2018年1月19日(アメリカ東海岸時間)に米国連邦予算のつなぎ予算が執行し、4年ぶりの政府機関の一部閉鎖に追い込まれました。2017年1月20日にアメリカ大統領に就任したトランプ氏には皮肉な結果となりました。1月20日、1月21日は週末となるため政府機関に大きな混乱はないと思われ、この週末にアメリカ上院議院において新たなつなぎ予算が採択できるかに注目が集まります。アメリカ政府機関の一部閉鎖は過去にも何度も発生した現象であり、大きな問題にならないという見方もありますが、週明け最も早く主要国で証券取引が開始される東京市場で大きな動きがないか注目されます。
アメリカ債務上限問題とは?
アメリカの連邦法ではアメリカ政府が発行できる米国債の総額に上限を定めており、この設定を議会に委ねています。この上限は毎年のように引き上げられてきましたが、2008年のリーマンショックに対応するための財政支出でアメリカの借金が急増し、共和党と民主党の対立要因となっています。債務上限額に達する前に連邦議会がこの上限を引き上げない限り、アメリカ政府は新たな国債の発行ができなくなり、アメリカ国債の償還ができなくなりデフォルトが起きると言うのがこの問題です。アメリカは世界経済・金融市場の中心であり、アメリカが借金を返せないことになれば大きな混乱が発生することとなります。
アメリカの債務上限問題の経緯
アメリカの債務上限問題はこの数年にわたり何度も問題となっている課題であり 2011年1月に表面化した問題です。この問題の根本的には大きな政府を目指し財政出動に積極的なアメリカの民主党と小さな政府を目指し緊縮財政寄りな思考である共和党の哲学的な争いが根本にあります。

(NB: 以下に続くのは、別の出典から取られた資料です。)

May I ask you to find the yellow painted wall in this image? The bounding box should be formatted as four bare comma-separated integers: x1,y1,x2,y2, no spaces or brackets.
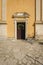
0,0,2,20
7,0,35,37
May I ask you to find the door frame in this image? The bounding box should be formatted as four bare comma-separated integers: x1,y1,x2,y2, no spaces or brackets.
14,19,28,40
17,22,26,40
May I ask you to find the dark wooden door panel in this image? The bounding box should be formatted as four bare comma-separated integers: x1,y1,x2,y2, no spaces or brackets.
17,23,25,39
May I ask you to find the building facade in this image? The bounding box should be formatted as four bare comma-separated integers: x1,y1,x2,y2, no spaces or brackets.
0,0,43,39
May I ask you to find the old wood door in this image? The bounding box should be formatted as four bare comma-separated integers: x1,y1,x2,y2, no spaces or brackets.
17,22,25,39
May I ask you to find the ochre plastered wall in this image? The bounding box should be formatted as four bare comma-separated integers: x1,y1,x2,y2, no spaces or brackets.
0,0,2,20
7,0,35,37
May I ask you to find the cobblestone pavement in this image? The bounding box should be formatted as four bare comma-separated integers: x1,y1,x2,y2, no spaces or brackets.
0,40,43,65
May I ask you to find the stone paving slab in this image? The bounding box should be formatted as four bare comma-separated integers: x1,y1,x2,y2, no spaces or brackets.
0,40,43,65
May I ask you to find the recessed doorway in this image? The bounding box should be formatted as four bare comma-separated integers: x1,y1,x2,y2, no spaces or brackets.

直近の政府機関が閉鎖としては2013年には債務上限問題をめぐり当時の民主党オバマ政権と共和党が激しく対立し、予算不足で一部の政府機関が閉鎖され、税還付の遅延により米国消費が下振れするなど実体経済にも影響を及ぼしました。 2013年の債務上限問題では格付け会社のスタンダード&プアーズが米国債の格付けを最上位から引き下げ、世界の金融市場に大きな混乱をきたしました。
トランプ政権下での債務上限問題の動き
債務上限問題に関し、アメリカの財務省は2017年9月29日までに債務上限を引き上げることを要望していました、現在のアメリカの債務は19兆8000億ドルに達しており、既に今春に上限に達しており、財務省は予備財源でしのいでいる状態です。この一時しのぎにも限界があり、10月中旬までに債務引き上げに関する法律が可決されればデフォルト状態になるとされています。

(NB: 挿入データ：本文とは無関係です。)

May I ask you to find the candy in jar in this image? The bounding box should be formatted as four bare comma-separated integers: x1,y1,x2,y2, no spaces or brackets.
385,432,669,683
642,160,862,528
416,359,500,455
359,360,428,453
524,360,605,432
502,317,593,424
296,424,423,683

過去何度ともなく債務上限問題は一時しのぎではありますが解決をしています。しかしここでリスク要因としてでてきているのがアメリカのトランプ大統領です。トランプ大統領は2017年8月22日に政府機関の閉鎖を防ぐための債務上限問題よりもメキシコとの国境に壁建設をすること優先すると発言し、債務上限問題に関し同じ共和党の幹部を批判するなど大きな混乱を招いていました。

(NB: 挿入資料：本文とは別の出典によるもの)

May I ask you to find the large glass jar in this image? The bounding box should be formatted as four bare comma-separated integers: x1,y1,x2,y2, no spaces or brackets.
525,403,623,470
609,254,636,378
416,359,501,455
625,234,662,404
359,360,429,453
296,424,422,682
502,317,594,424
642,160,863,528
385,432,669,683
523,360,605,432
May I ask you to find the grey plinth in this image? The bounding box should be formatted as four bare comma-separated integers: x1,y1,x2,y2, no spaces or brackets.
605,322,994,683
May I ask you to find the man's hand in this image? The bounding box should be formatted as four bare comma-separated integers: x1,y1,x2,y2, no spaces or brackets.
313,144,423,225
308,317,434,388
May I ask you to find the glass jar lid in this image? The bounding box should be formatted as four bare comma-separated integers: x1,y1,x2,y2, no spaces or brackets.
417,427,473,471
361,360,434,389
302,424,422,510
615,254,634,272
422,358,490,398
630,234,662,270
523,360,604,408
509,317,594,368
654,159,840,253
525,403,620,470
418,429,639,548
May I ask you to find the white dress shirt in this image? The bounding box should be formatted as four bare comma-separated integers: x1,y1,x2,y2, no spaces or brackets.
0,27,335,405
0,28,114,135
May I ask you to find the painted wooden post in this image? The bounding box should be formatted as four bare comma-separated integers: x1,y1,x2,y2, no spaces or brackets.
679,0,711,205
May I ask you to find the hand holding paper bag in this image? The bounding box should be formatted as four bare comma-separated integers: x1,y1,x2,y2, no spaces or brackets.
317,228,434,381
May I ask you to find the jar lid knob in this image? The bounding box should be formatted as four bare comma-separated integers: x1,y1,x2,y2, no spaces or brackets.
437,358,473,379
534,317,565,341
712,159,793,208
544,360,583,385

2017年9月にも債務上限に達する問題については2017年9月6日日にトランプ大統領と野党である民主党が債務上限を本年12月半ばまで凍結することで合意していました。この際はアメリカのテキサス州を襲ったハリケーン「ハービー」の復旧予算を確保するために民主党と大統領が合意をしやすい環境があったことが背景にあるようです。この際の合意は3ヶ月間の一時的な猶予処置であり12月に本件は再度審議する必要があり、継続審議を行っていましたが、今回合意に至らずという流れになっています。
債務上限問題の行方について
過去、債務上限問題が浮上した際も暫定予算や債務上限の一時的な撤廃で、その場しのぎでこの問題を乗り越えてきたのがアメリカ政治です。
今回も同様の対応でこの問題をクリアしていくとみてよいと思われます。しかし何をするか分からないトランプ大統領の言動により想定外の結果となる可能性もあり注視が必要と言えるでしょう。
日本経済や住宅ローン金利への影響について
2011年および2013年に発生した債務上限問題の際には世界の金融市場が大きく動揺し、世界の株価が急落しました。今回も債務上限問題だデッドラインと想定される期限までに解決しないと同様の動きが発生する可能性が強いと思われます。こうした場合には円高、株安、債券高(金利安)が発生すると考えて良いでしょう。その結果住宅ローン金利には引き下げ圧力がかかることとありますが、世界経済にとってはマイナスの影響となるため皆さんの勤務先企業の業績にはマイナスの影響となる事は間違いないでしょう。